Hukuk sadece eylemi ve suçu esas alır. Suç bireyseldir ve bir seçimdir. İnsanın içindeki kötü olanı yapma arzusu, İyi olanı yapmak kadar kontrollü ve planlı bir davranıştır. Şüphesiz bunu besleyen kanallar toplumda ailede yansımasını bulacaksa da benzeri koşullar içinde bir insan iyiyi tercih ederken diğeri suç işeyebilir.

Suç işlemek ani bir dürtümü ya da delilik midir?

Savunma avukatı, doktorun sözlerinden sanığın cinayet anında akıl sağlığının yerinde olmadığını ispatlamaya çalıştığını iddia eder ve “Suçlanan kişi suçu işlerken kontrolünü kaybetmiş olsa da bu onun deli olduğunu veya anlık bir kriz geçirmiş olduğu anlamına gelmez. Sonuç olarak bu kişi suçu irtikap ederken akli dengesi yerinde olup eylemlerinden sorumludur.” der

Suç işleyenin haklı nedeni olsa bile adaleti uygulamak ve kişinin değil sistemin sorumluluğudur. Güdüsel ya da iradi olması sonucu değiştirmez.

Sosyal anormallikler

Savunma avukatı, Şirin’in avukatının sözleri üzerine “Avukat Hanım sosyal anormalliklerin kişisel anormalliklere yol açtığına inanıyor. Eğer bunu kabul edersek kişisel irademiz ne olacak?” sorusunu sorar ve sözlerine şöyle devam eder. “Eğer suç ve günah işleyen herkesi affedersek o zaman zulmedilen mağdurlar için ne yapmış oluyoruz? Kanun ve mahkeme delil ve ispat gerektirir varsayımlar değil. Tüm toplumlar kanun ve disiplinin her şeyden önce geldiğini anlamışlardır. İçtimai hayatta kanun ve nizam ilk ve son sözdür. Eğer insanlar kendileri yargıç gibi davranırlarsa kendileri yargılayıp kendileri hüküm uygularlarsa o zaman insanlığa ne olur?” der. Bazı sözlerin üstüne söz koymamak gerekir. Sorular üzerinde derin düşünmek “hukukun üstünlüğü” ilkesini de haklı çıkarıyor. Yine de biçimsel olarak savunmak, her hukuk kuralının da doğru olduğunu göstermez. Öyle olsaydı kanunlar, yeni kanunlarla değişmez, içtihat kararlarıyla hukuk dengelenmeye çalışılmazdı.

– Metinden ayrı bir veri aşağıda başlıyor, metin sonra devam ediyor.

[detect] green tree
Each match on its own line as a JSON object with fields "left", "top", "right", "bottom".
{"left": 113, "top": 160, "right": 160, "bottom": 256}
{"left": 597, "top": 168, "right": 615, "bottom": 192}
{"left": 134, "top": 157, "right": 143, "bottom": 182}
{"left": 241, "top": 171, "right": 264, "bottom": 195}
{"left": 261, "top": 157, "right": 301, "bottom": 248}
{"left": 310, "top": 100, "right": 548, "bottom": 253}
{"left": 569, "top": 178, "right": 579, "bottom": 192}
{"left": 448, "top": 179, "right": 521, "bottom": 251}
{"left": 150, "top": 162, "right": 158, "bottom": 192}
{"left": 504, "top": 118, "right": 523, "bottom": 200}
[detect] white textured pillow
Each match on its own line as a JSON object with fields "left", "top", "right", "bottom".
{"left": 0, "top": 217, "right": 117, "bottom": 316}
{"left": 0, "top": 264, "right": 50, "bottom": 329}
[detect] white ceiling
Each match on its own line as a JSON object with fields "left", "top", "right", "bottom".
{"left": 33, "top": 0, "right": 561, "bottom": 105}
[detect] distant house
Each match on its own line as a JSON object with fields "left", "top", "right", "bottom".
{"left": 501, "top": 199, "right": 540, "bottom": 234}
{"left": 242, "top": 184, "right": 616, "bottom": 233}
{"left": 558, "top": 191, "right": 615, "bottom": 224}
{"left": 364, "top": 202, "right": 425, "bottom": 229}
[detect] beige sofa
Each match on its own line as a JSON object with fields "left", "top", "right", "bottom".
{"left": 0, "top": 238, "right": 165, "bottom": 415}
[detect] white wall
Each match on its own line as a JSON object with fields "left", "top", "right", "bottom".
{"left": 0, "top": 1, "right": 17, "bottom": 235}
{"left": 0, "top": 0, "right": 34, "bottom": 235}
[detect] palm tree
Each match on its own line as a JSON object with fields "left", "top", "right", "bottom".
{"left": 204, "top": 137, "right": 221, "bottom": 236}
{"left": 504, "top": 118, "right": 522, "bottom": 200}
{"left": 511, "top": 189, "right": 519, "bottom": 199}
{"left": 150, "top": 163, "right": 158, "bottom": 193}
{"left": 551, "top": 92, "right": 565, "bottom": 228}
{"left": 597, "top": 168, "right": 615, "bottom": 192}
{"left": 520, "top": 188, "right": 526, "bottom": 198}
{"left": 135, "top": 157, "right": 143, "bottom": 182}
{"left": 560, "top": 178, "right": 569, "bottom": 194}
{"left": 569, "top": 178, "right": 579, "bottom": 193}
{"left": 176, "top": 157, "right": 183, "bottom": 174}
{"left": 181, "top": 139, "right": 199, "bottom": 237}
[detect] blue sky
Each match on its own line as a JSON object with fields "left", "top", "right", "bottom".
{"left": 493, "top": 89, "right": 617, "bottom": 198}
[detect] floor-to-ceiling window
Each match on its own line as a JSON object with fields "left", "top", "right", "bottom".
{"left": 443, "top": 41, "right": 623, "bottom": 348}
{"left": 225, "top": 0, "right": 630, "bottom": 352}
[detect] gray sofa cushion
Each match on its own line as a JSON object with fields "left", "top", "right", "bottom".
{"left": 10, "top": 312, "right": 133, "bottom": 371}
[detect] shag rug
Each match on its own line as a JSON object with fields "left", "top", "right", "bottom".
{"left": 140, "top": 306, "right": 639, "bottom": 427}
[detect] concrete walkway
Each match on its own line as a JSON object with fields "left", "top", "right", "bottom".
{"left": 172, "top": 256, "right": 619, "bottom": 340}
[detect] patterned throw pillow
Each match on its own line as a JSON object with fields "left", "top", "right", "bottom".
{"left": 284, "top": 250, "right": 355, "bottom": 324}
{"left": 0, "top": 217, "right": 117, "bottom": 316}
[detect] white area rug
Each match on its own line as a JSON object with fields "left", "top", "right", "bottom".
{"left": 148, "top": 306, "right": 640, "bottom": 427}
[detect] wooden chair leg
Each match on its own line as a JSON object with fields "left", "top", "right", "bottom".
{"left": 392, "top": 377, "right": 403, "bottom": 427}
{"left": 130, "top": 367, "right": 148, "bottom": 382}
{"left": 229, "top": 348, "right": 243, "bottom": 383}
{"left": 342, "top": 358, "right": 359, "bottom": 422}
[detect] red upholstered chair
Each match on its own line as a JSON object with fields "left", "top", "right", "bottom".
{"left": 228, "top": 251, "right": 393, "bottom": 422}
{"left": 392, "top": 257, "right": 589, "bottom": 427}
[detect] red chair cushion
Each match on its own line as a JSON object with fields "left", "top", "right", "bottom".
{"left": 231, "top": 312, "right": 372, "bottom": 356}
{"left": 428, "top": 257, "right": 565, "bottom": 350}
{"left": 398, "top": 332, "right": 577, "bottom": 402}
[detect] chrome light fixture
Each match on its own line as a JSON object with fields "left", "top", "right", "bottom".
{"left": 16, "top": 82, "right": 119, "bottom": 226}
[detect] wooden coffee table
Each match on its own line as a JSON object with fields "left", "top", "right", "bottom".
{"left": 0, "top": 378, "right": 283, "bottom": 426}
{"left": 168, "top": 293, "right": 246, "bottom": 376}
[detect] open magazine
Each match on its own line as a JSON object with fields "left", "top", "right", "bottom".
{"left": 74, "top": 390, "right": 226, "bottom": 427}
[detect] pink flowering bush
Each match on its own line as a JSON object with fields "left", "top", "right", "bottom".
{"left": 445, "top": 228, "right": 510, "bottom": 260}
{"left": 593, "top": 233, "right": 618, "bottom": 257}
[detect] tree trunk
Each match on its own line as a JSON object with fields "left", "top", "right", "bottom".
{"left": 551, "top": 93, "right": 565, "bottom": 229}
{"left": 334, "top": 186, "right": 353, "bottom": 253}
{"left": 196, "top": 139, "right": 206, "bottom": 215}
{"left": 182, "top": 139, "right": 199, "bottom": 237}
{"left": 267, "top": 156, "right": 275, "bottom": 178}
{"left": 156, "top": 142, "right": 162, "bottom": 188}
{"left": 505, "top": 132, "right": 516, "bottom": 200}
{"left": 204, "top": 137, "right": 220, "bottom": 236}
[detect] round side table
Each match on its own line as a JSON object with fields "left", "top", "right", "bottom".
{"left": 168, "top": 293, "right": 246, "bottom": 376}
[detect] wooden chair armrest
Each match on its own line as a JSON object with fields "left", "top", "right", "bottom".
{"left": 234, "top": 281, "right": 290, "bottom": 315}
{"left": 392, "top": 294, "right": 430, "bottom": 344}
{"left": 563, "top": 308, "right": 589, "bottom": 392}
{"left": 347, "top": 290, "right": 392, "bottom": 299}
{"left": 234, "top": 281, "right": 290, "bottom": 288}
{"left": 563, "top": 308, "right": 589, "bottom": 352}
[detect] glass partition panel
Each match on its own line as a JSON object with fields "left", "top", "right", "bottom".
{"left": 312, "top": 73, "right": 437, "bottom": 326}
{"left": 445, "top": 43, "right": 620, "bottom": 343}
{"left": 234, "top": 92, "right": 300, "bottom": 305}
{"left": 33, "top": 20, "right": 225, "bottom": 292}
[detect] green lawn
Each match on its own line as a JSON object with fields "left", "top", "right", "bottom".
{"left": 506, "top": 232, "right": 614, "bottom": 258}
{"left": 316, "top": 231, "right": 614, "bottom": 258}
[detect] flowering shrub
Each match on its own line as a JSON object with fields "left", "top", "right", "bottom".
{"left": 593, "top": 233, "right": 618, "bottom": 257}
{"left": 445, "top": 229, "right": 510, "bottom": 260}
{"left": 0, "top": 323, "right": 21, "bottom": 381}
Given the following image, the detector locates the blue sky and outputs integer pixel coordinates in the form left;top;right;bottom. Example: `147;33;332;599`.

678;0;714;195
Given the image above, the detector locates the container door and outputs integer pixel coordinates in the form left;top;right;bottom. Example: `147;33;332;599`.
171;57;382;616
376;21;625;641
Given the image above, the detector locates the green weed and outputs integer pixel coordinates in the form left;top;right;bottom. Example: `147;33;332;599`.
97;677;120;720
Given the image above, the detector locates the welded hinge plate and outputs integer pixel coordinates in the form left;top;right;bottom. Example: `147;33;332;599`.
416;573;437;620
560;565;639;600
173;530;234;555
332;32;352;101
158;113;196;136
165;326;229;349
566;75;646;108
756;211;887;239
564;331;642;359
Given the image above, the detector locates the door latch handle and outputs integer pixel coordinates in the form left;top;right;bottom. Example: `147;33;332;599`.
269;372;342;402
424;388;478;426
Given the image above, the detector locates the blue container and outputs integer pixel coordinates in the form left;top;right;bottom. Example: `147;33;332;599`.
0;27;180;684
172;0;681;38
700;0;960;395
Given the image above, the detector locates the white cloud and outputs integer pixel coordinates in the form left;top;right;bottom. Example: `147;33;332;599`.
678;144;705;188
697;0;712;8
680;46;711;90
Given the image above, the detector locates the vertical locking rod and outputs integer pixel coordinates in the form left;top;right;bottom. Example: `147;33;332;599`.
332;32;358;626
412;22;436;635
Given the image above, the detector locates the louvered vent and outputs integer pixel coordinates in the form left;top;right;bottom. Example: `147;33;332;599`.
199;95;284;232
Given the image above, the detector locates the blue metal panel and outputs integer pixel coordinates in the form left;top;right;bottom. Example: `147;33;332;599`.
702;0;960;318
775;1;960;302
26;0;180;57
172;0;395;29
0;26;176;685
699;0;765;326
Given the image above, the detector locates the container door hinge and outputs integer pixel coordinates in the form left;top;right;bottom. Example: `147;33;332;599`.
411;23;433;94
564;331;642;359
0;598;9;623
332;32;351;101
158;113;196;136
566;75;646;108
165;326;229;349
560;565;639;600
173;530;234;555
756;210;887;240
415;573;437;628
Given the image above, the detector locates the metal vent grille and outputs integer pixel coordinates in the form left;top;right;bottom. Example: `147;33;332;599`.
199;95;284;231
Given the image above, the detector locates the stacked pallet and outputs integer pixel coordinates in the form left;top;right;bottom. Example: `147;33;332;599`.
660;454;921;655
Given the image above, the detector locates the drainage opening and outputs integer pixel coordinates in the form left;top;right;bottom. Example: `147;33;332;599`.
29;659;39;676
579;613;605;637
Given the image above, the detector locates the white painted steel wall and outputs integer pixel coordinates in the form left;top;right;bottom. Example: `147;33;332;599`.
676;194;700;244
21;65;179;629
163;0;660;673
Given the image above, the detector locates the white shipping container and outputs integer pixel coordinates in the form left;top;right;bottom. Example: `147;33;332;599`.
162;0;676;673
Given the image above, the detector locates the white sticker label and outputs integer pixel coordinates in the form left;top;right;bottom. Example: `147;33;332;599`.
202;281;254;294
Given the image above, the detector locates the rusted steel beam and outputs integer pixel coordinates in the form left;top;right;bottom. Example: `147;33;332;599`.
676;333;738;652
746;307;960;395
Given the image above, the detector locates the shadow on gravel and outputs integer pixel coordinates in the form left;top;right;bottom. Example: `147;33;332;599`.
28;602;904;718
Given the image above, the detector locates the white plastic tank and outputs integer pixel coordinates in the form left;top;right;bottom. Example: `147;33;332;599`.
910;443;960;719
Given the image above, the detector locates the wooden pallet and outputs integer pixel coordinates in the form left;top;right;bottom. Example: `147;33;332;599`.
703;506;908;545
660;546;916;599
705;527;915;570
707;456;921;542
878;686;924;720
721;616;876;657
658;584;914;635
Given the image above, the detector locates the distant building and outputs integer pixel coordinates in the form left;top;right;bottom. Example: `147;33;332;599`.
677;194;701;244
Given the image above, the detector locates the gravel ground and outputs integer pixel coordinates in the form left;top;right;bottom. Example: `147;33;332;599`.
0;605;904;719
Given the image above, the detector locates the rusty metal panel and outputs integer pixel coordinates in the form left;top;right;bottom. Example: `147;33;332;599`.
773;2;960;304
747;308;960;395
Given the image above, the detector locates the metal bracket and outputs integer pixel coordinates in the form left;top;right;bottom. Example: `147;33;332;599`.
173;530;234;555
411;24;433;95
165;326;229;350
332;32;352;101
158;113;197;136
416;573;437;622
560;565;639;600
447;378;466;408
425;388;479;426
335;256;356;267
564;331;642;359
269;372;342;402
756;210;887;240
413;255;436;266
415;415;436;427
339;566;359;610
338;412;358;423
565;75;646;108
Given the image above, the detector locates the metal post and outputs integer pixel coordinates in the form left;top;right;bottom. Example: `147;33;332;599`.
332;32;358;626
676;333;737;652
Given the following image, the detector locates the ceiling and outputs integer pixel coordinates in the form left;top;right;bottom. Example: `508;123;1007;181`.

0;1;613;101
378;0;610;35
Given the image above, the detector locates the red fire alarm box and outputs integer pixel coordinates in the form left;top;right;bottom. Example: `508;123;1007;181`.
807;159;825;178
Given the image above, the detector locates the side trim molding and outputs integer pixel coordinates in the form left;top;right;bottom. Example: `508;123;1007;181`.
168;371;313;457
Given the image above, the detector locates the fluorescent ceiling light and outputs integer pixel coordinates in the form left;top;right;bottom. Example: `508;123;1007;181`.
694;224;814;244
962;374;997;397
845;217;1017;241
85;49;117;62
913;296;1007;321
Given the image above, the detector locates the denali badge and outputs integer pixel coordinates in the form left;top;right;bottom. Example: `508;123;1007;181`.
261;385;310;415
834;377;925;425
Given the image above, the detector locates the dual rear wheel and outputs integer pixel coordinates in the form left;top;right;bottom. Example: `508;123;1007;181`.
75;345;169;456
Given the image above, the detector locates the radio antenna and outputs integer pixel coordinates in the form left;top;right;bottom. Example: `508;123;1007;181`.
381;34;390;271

Ruh cinayeti mi bedeni cinayet mi ağırdır?

Şirin’in avukatı yargı heyetine kısas kararını bozması için örnekleme yapmaya devam eder. “Sizler dünyada seri cinayetler olarak sınıflandırılan cinayet davalarının olduğunu biliyorsunuz. Nadir vakalar dışında tüm katiller polis tarafından yakalanıyor. Katillere ve suçlulara cezası verilebiliyor. Bu nasıl oluyor? Çünkü ortada bir ceset var. Olay yerinde caniye dair izler olduğu için. Ama bir ruh öldürülürse? Bir ruhu öldürmenin cezası nedir?

Hayat, ölçülen, görülen, somut suça somut ceza veriyor. Suç konusunda sadece suçluya suçun cezasını vermek mağdurun kaybını telafi etmez. Bir çocuğun gözlerinden çalınmış gülüş, ömründen de çalınmış olur.

Mağdurların şikayetçi olmaması suçu hafifletir mi?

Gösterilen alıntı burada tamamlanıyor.